Davis Lab | MIT

Structural biology

Visualizing heterogeneous structural ensembles

We are actively working on new computational frameworks to extract ensembles of heterogeneous structures from single particle cryo-EM datasets. Our first application of these ideas produced cryo-DRGN (Deep Reconstructing Generative Networks), which has garnered great interested from the cryo-EM community, and was recently published in Nature Methods. CryoDRGN employs a series of neural networks arranged as a variational autoencoder to 1) embed single particle images in a low-dimensional latent space, and 2) reconstruct 3D density maps from data-occupied regions of this latent space. Together, these networks efficiently classify the particles in a continuous space, which allows us to visualize continuous motions as well as discrete compositional changes. Critically, in contrast to many approaches, one need not specify the number of classes expected nor the types of motion expected.

We can use the maps cryoDRGN generates to identify new structural states that help us understand how molecular machines work. Moreover, we can generate movies of the molecules transitioning from one state to another by traversing along the latent space data manifold, generating structures along the way. Such movies help us understand how structural dynamics facilitate assembly or function.

In related work, we are developing analysis tools to interrogate and interpret the overwhelming number of distinct 3D maps that tools like cryoDRGN can generate.

More importantly, cryoDRGN has it’s own emoji - ❄🐉!!

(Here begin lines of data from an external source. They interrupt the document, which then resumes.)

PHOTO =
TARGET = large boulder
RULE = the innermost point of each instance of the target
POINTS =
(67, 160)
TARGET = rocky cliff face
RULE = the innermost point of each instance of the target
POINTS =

You can download and try the software yourself here.

in-situ structural biology

We were recently awarded a Sloan Research fellowship to extend our machine-learning based methods to complexes imaged directly in cells. If successful, this technique would allow us to visualize the full ensemble of conformational changes these machines utilize in their native cellular environment. Additionally, users could then spatially catalog how the structures vary throughout the cell. For example, we expect to see ribosomes undergoing assembly near the nucleolus and, with this approach, we could quantify how the distribution and maturity of ribosomes assembly intermediates varies throughout the cell. Learn more here.

model COMPLEXES FOR STRUCTURAL STUDIES

To guide our development of the computational tools described above, we are also building software to simulate highly heterogeneous single particle cryoEM datasets. This tool, which is implemented in Python, is based a seminal description of how one could model noise in single particle cryo-EM datasets by Baxter et al.

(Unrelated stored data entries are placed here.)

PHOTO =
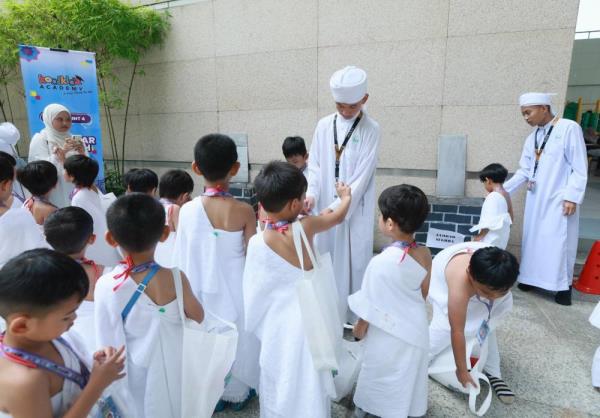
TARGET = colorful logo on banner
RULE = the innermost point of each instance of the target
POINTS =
(68, 78)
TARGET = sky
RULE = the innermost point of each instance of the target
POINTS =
(589, 15)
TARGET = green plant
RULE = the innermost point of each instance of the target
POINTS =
(118, 34)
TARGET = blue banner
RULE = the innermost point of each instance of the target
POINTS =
(67, 78)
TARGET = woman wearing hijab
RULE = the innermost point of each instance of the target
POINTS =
(54, 143)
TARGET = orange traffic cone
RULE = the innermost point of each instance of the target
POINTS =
(589, 279)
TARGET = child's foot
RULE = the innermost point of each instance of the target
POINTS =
(359, 413)
(525, 287)
(221, 405)
(238, 406)
(563, 297)
(501, 389)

Our tool allows users to 1) convert an atomic model to a 3D density map; 2) generate noiseless 2D projections of this 3D density map from desired projection angles; 3) corrupt the particle image with white Gaussian noise and the contrast transfer function using desired noise and CTF parameters. The resulting images can then be used to test the efficacy of 3D reconstruction algorithms.

In related work, we are also building physical complexes with defined structural heterogeneity, which we can use to benchmark our 3D reconstruction tools.